In the meantime you might like to avail yourselves of some of the attractive links we provide in our ever-expanding list under Artist/Blogs on the right of the page. Artist Life (no relation) is the blog of one Chris Fitzgerald, artist, and chronicles his favourite colours, beer and corners of paintings hanging in the ANU. Christian Capurro is a Melbourne artist and friend of The Art Life who has been stirring up a bit of interest with his Another Misspent Portrait of Etienne de Silhouette project. Capurro and a band of volunteers erased the entire contents of one issue of Vogue magazine and describes the project thusly:
“This work is informed by what people do, by the exchanges we make in our lives both with our time and our labour, and, how that is valued. It’s also about the residue of those less tangible or ‘pictureable’ things in our lives brushing up against a culture obsessed with the idea of visibility.”
Philip Brophy, 80s relic and Melbourne academic/artist/lecturer/filmmaker/author/etc, should win some sort of prize for his web site. Done in the comic book graphic style he pioneered, it’s also a pretty damn fine example of what you can do with a load of cash and whole heap of content, even if some of the text runs off the side of the page (there’s just so much to fit in). Speaking of leathery survivors, Peter Callas, video artist guy, has a web site hosted by those fine people at ANU, and although basic, covers all of his projects from 1980 to now.
Donna Page wrote to us and asked us to include a link to her page and mentioned that she was waiting our judgment with “trepidation”. No need to be worried, it’s a fine effort with a simple and effective navigation (we once worked in the “web”, you know…) and should serve as a pointer to people who get all carried away with their sites. Gallery Wren’s web site is nearly finished after more than eighteen months of promises, promises, but judging by the holding page, it’ll look great when it’s finished. Jun Tagami’s Etisoppo is a survivor in artist-run publications and has a bi-lingual web site where you can catch up on the latest issue, as well as find out how to make submissions for forthcoming issues. Melbourne’s ClubsProject soldiers on and their web site offers a gateway into their upcoming art activities. Nice design too. Brendan Lee is forced to share his main page some unfortunate web hosting ads, but once you get inside, it’s all business.
And if that still isn’t enough, we recently discovered the online art/culture Retort Magazine.

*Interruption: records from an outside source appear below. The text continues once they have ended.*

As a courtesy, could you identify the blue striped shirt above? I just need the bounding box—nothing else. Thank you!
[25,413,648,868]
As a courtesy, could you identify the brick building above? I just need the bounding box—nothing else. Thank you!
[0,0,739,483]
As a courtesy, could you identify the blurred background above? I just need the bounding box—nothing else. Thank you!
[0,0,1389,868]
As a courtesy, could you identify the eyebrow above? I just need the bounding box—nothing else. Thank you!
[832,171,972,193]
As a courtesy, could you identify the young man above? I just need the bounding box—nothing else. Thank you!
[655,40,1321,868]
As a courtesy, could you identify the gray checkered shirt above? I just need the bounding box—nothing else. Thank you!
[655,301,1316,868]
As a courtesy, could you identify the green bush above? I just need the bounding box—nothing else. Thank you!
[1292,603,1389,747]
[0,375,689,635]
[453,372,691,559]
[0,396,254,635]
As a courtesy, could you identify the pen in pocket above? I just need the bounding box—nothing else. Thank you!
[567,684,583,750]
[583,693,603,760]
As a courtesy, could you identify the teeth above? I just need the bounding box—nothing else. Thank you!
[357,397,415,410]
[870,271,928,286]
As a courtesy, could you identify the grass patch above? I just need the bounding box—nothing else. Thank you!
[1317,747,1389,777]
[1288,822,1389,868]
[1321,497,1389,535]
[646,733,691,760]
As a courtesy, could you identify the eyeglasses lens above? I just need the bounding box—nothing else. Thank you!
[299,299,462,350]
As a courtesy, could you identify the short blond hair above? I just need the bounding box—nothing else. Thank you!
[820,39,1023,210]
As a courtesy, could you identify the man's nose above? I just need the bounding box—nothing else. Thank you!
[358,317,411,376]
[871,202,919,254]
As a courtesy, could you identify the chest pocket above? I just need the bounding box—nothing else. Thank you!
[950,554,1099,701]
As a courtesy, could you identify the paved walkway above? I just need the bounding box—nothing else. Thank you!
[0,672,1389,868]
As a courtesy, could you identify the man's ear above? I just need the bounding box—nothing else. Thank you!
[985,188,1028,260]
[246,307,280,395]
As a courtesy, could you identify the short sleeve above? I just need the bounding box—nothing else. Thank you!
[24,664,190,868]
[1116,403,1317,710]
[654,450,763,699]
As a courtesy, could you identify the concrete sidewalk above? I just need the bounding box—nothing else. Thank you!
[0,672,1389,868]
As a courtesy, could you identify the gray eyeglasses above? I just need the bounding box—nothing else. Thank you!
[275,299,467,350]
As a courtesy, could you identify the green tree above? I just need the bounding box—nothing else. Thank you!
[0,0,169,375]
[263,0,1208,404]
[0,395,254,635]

We could certainly do with one of those in Sydney. Finally, we should also mention that the idiosyncratic Sydney Art Seen Society have been making use of their time waiting for the Feds to respond to their petition by posting reviews and criticism of Sydney art shows and newspaper art writers. It’s written in their inimitable style and has a ton of enthusiasm. Lucas Ihlein maintains Bilatreal as a meeting point for like-minded artists, Super 8 slackers and uncollectable refuseniks. We always make a point of visiting his site – it was there before we arrived and it’ll be there after we’re in the cold cold ground.